University students who want free education are protesting on campuses across South Africa as the #FeesMustFall protests enter a third week. The demonstrators are reacting to a government announcement that universities can increase fees by up to eight per cent next year.

Classes have been suspended at the University of Cape Town because of security concerns. The University of the Witwatersrand in Johannesburg has closed for the rest of the week because of violence by protesters demanding free education.

South Africa university fees protests
An injured student is attended to after clashes with security guards at the University of the Witwatersrand Siphiwe Sibeko/Reuters

Several students hurled rocks at a main building on the campus of the university, known as Wits, after they were prevented from entering by private security guards who retaliated by throwing rocks back at the students, it was claimed. The students later entered the building under heavy police presence, where they gathered in a hall seeking an audience with university authorities.
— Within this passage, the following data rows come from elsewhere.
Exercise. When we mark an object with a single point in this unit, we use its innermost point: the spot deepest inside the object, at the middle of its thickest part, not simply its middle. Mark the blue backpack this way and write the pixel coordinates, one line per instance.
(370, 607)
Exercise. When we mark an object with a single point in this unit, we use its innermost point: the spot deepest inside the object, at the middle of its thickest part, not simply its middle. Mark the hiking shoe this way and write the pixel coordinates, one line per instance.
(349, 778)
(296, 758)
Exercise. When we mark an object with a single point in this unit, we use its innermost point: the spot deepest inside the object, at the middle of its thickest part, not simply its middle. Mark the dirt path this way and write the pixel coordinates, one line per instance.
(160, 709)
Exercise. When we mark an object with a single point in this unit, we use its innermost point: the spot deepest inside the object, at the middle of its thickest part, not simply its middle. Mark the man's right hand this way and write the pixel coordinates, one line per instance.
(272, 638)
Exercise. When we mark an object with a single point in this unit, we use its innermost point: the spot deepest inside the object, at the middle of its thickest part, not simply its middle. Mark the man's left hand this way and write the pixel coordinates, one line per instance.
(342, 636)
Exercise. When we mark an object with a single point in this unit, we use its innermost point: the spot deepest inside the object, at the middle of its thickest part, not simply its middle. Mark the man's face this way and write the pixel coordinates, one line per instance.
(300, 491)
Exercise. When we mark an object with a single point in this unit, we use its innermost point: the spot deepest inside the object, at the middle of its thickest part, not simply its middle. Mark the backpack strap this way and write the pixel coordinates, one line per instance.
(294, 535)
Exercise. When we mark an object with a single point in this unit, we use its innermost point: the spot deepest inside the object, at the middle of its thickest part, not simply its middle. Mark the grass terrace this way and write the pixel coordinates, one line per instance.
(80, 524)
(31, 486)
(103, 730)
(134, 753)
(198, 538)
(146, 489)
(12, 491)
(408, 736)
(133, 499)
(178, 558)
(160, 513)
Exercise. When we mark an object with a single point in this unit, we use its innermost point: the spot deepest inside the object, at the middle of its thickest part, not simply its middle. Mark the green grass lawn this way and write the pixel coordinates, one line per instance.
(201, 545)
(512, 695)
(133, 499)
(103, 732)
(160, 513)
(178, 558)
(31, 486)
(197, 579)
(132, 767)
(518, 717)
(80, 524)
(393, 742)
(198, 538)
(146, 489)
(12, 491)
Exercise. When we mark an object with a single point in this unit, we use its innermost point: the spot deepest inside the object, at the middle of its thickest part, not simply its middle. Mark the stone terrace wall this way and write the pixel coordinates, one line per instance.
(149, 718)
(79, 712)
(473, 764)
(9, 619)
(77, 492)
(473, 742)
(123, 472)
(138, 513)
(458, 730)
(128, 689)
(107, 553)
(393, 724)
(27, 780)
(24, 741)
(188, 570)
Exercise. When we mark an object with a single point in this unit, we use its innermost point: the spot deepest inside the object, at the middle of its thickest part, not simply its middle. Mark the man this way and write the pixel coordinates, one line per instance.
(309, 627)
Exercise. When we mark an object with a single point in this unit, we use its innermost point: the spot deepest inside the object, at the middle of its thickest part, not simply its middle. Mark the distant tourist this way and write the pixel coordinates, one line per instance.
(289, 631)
Nompendulo Mkatshwa, outgoing president of the student representative council, said police had fired stun grenades and arrested 31 students who were blocking access to the university. The students were later released.

Demonstrations this year and in 2015 over the cost of university education – prohibitive for many black students – highlight frustration at the inequalities that persist more than two decades after the end of white minority rule in 1994.

The students were reacting to a government announcement that universities can increase fees next year by up to eight per cent – above South Africa's current inflation rate of six per cent. Weeks of violent demonstrations last year over university costs forced President Jacob Zuma to rule out fee raises for 2016 but university authorities have warned that another freeze for this year could damage their academic programmes.

The protesters want free education for all students. Blade Nzimande, the education minister, has said the demand is not feasible because South Africa can't afford it. The government has promised to pay 2.5 billion rands (about £140m) to cover the costs of poor students.